“We can love completely without complete understanding.”
American Literature has a certain quality no other writing in the English Language achieves. It has a certain reflectiveness which is often compeltely without self-conciousness, a certain simplicity of purpose towards the understanding of the human spirit: an uncluttered-ness. The Literature of the Isle is more nuanced, more conscious of the listener and his reactions. I don’t know enought to explain the difference but there is one and I am drawn more and more to the former. I identify more with the work of Frost, Salter, Asimov, Hemingway & Springsteen, than I do with anyone else. And I haven’t even read Steinbeck.
I saw an adaptation of Norman Maclean’s “A River Runs Through It”, the 1992 Robert Redford directed movie of the same name. As one journalist describes it best, it is a work which leaves you in rapture, moved to the depths of your being, your heart heaving with the combined effects of the beauty of rural Montana and the memories of an old man. And I am sure the book is better.
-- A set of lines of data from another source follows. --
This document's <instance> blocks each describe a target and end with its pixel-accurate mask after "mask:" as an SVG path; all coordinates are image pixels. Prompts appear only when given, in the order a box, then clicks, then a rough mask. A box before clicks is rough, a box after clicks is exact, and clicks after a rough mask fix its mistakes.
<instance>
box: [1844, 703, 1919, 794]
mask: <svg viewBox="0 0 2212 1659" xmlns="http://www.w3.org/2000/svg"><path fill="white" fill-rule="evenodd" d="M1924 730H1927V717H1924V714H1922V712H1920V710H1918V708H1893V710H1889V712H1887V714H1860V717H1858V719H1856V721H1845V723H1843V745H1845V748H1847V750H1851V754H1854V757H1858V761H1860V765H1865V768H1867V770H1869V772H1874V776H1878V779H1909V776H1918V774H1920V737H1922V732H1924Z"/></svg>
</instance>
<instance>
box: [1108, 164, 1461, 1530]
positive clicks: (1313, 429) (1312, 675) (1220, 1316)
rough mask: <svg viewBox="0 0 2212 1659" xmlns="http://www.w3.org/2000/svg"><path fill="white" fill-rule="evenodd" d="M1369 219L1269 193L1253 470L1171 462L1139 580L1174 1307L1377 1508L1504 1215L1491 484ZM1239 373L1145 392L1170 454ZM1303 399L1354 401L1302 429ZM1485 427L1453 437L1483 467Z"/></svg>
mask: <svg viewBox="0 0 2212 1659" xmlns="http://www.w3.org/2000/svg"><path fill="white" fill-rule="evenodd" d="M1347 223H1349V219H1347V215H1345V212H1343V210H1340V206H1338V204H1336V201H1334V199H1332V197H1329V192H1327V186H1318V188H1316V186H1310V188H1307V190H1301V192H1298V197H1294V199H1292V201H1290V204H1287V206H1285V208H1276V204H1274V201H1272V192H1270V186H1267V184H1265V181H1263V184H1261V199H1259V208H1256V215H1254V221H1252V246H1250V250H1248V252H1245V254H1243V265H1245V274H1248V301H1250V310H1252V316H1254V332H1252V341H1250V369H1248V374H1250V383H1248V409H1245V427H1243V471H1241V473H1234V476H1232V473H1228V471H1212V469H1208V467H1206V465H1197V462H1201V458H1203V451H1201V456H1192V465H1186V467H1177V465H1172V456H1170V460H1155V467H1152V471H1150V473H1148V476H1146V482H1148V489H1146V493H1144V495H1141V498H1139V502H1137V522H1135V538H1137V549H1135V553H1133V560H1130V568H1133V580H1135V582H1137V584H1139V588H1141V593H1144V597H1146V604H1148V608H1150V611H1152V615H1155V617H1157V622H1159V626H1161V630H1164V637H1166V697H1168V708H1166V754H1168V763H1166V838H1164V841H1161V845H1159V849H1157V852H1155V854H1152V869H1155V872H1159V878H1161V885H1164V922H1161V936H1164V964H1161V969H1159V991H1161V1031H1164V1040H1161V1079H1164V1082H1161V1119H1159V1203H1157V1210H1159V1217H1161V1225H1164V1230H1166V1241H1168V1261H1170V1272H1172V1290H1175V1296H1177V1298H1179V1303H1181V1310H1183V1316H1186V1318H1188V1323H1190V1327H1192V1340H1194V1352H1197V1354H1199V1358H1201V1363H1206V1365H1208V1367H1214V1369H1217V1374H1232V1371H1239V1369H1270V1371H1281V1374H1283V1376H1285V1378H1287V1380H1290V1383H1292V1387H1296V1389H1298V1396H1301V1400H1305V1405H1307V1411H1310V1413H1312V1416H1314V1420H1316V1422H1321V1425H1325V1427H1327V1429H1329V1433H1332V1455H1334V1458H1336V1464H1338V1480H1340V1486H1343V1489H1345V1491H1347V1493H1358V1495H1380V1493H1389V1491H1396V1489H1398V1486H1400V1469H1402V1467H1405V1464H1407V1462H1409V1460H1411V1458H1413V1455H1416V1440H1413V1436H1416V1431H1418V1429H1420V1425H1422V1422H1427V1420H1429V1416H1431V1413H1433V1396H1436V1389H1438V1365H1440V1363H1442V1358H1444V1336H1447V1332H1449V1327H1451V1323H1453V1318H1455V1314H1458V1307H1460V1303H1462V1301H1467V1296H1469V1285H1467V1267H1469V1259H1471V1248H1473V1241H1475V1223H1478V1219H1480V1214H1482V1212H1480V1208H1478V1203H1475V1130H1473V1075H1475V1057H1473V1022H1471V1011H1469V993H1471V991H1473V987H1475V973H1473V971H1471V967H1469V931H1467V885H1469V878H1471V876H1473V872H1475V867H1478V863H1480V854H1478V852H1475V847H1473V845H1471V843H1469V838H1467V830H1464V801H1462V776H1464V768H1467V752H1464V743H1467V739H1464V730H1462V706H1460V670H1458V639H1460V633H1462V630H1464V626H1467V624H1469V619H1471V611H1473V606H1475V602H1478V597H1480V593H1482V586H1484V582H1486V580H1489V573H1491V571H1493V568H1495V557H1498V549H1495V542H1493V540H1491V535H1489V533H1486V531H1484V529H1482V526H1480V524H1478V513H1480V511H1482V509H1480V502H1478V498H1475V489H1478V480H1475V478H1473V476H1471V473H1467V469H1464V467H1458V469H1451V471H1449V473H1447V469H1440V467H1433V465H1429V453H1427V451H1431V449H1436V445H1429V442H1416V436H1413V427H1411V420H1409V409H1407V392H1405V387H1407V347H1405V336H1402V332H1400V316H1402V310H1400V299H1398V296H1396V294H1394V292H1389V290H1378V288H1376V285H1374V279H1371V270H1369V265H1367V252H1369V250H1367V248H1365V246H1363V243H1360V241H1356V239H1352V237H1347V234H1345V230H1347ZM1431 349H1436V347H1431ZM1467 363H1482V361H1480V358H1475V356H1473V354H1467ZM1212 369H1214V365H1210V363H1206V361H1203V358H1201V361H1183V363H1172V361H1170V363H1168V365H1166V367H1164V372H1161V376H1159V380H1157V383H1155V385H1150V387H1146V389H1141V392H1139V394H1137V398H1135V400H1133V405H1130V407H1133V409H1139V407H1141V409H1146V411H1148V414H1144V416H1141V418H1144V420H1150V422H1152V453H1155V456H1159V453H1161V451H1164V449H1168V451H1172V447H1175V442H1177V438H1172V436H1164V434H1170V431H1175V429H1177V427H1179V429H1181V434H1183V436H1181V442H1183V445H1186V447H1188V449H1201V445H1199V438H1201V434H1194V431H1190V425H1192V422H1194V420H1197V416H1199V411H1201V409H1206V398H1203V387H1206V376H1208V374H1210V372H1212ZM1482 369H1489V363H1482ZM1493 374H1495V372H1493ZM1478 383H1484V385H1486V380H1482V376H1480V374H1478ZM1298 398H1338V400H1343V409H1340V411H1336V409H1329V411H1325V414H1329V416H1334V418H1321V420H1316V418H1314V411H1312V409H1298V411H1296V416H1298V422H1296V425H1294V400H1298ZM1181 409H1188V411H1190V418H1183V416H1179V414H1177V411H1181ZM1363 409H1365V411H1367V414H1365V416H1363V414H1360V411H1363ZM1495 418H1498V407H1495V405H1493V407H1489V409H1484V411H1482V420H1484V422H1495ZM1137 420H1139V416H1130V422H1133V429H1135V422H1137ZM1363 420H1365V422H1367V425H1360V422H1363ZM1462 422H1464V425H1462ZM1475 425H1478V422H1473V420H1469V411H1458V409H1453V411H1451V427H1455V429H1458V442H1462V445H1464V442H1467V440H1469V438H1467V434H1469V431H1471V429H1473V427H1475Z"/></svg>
Of course, a narrative about memories does more to me than any other narrative. Of words, and whispers and bubbling of a river. Or the embers of a cigarette, dancing in the half-light. Or feelings and gestures, nursed and imagined. Tender & painful. Oh, I live for memories. They are my drug, my opium, my lifeblood. But for them to have any effect, I need to live the moments I play back with singular intensity. And movies and books like this do so much to bring those moments alive.